Sergio se relajó al poder entrar en un terreno que le era familiar, aunque supuso que el policía había dado aquel giro a la conversación precisamente para que se sintiera cómodo.

—Bueno, los escritores tenemos que ser capaces de orquestar una trama de ficción sobre un soporte que parezca sólido. —Se subió los caros calcetines negros que lucía bajo el traje y cruzó una pierna sobre la otra—. Como saben, Watson era el cronista de casi todas las aventuras de Holmes. —Los dos policías guardaron silencio, tal vez porque desconocían ese detalle—. El caso es que hay una historia muy interesante que se titula «El problema del puente de Thor» que me dio la idea. Al principio de esa historia Watson dice, por primera y única vez, dónde están ocultos sus archivos, los que contienen todo cuanto sabía de Holmes, desde los casos publicados hasta aquellos que jamás vieron la luz. Asegura que esa información estaba en los depósitos del banco Cox & Co., en Charing Cross, y dentro de una caja de hojalata estropeada en cuya tapa se leía: «Doctor John H. Watson, antiguo médico del ejército de la India».

—Y usted plantea al lector que ha encontrado esa documentación y ahí se desvela el gran secreto sobre dónde estuvo Holmes en ese tiempo —dijo Diego, que parecía cada vez más entusiasmado con todo aquello.

—Esa es la idea —reconoció Sergio—. Lógicamente, para que tenga verosimilitud, el lector tiene que aceptar que esa caja existió, que hubo una sucursal bancaria situada en esa zona de Londres, y que el azar la ha puesto en mis manos un siglo después.

—Entiendo. —Tomás Herrera miró al escritor de un modo extraño—. ¿Y la gente cree en todas esas historias?

—Es un juego, una ficción —respondió Sergio—. Pero para mucha gente, Holmes fue un personaje real, lo mismo que Watson. ¿No sabe usted que aún hoy en día llegan cartas a nombre de Sherlock Holmes al 221B de Baker Street? ¿Sabía usted que cuando sir Arthur Conan Doyle decidió acabar con su personaje en las cataratas de Reichenbach los lectores se echaron a la calle en manifestaciones? Si no comprende que entre el autor y el lector se establece una relación de complicidad sin la cual es imposible el éxito de la historia, es que no ha leído nunca una novela de aventuras. —Las palabras de Sergio sonaron mucho más duras de lo que había previsto.

—Tal vez esté en lo cierto —replicó Tomás Herrera, sin que se advirtiera en su tono acritud—. Y, dígame, ¿quién conoce la clave para entrar en su ordenador si es que, como usted declaró, estaba apagado? ¿Cómo pudo alguien escribir esa nota que luego recibió y que estaba escrita sobre uno de los papeles que usted mismo había desestimado para su novela?

Se había acabado el territorio conocido. El inspector jefe demostraba que tal vez no era un lector consumado, pero sí un tipo con una excelente memoria, pues parecía conocer perfectamente todo cuanto Sergio había declarado a Diego Bedia el día anterior.

—Ya respondí a esa pregunta. —Sergio miró a Diego.

—Su antigua agente literaria —intervino Bedia. El policía consultó las notas que había tomado en su anterior conversación con Sergio—. Se llama Clara Estévez.
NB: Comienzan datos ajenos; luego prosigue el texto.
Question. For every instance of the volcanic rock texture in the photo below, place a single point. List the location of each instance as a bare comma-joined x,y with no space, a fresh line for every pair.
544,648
Era su pareja hasta hace poco.

—De todas formas —preguntó Herrera—, ¿no podrían haber cogido esos folios suyos y haber escrito la carta en otro ordenador?

—Naturalmente —reconoció Sergio—, pero lo curioso es que guardaron el texto en el disco duro de mi ordenador, como si quien lo hizo quisiera dejar claro que me conocía y que se podía burlar de mí.
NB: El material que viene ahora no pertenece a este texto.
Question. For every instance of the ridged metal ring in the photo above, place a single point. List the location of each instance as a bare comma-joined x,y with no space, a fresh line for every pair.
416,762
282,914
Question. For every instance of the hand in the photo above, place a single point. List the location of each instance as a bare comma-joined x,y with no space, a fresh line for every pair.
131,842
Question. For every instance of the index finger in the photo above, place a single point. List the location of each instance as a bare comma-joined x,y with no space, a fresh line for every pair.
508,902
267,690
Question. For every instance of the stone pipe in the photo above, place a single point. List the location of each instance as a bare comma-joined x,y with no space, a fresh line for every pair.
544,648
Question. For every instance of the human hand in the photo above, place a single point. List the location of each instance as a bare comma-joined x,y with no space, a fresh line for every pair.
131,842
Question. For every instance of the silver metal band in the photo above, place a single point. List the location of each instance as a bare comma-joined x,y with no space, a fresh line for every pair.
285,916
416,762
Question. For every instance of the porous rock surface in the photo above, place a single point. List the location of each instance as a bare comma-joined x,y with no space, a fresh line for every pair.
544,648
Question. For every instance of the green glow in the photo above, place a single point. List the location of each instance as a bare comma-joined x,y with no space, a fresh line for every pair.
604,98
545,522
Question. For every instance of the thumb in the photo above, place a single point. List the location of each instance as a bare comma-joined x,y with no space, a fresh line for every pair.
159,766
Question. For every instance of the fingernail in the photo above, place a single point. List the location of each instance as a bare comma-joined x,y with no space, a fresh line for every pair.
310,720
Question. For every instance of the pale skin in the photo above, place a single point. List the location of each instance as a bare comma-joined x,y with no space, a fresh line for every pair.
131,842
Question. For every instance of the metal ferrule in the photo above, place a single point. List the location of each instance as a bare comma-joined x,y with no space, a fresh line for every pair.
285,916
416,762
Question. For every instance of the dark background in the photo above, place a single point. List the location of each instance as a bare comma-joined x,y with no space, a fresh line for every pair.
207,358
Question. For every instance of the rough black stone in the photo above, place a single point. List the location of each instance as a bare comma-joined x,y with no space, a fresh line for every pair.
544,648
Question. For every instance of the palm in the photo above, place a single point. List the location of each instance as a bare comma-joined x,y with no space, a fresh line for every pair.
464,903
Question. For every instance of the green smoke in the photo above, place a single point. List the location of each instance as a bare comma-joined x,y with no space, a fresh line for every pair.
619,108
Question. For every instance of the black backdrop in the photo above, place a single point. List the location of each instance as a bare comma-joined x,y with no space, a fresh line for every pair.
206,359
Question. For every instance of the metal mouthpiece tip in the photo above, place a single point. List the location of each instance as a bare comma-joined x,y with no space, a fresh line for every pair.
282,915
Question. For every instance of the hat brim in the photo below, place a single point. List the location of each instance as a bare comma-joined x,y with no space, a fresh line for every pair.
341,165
—¿Puede haber sido esa mujer? —preguntó Herrera.

A Sergio le molestó que los dos policías hablaran de Clara y de su relación con ella. Sintió como que los dos hombres cotilleaban sobre su vida ignorando que él estaba presente.
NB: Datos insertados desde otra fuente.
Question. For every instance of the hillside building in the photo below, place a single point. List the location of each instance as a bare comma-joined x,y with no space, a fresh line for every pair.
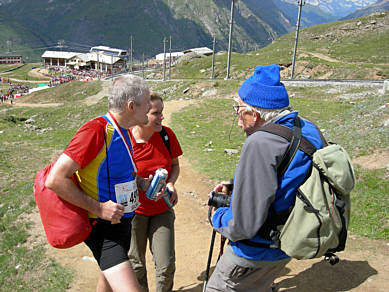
175,55
97,60
200,51
11,59
109,51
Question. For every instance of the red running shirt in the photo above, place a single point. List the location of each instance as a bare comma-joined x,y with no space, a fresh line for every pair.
149,157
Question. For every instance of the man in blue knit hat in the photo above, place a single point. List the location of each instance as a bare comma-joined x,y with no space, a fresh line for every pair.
250,261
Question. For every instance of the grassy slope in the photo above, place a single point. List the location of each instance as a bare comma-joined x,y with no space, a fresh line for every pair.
361,52
21,265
—No lo creo —respondió Sergio—. Pero es la única persona, al menos que yo sepa, que conoce la clave de acceso a mi ordenador.

—¡Esto adquiere un giro de lo más interesante! —exclamó Herrera—. ¿Dónde podemos encontrar a la señora Estévez?

A Sergio le pareció extraño de nuevo escuchar el nombre de Clara en boca de aquel policía, y aún más que la llamara «señora».

—No está casada —aclaró—. Nunca nos casamos. Hemos vivido juntos veinte años, pero rompimos no hace mucho.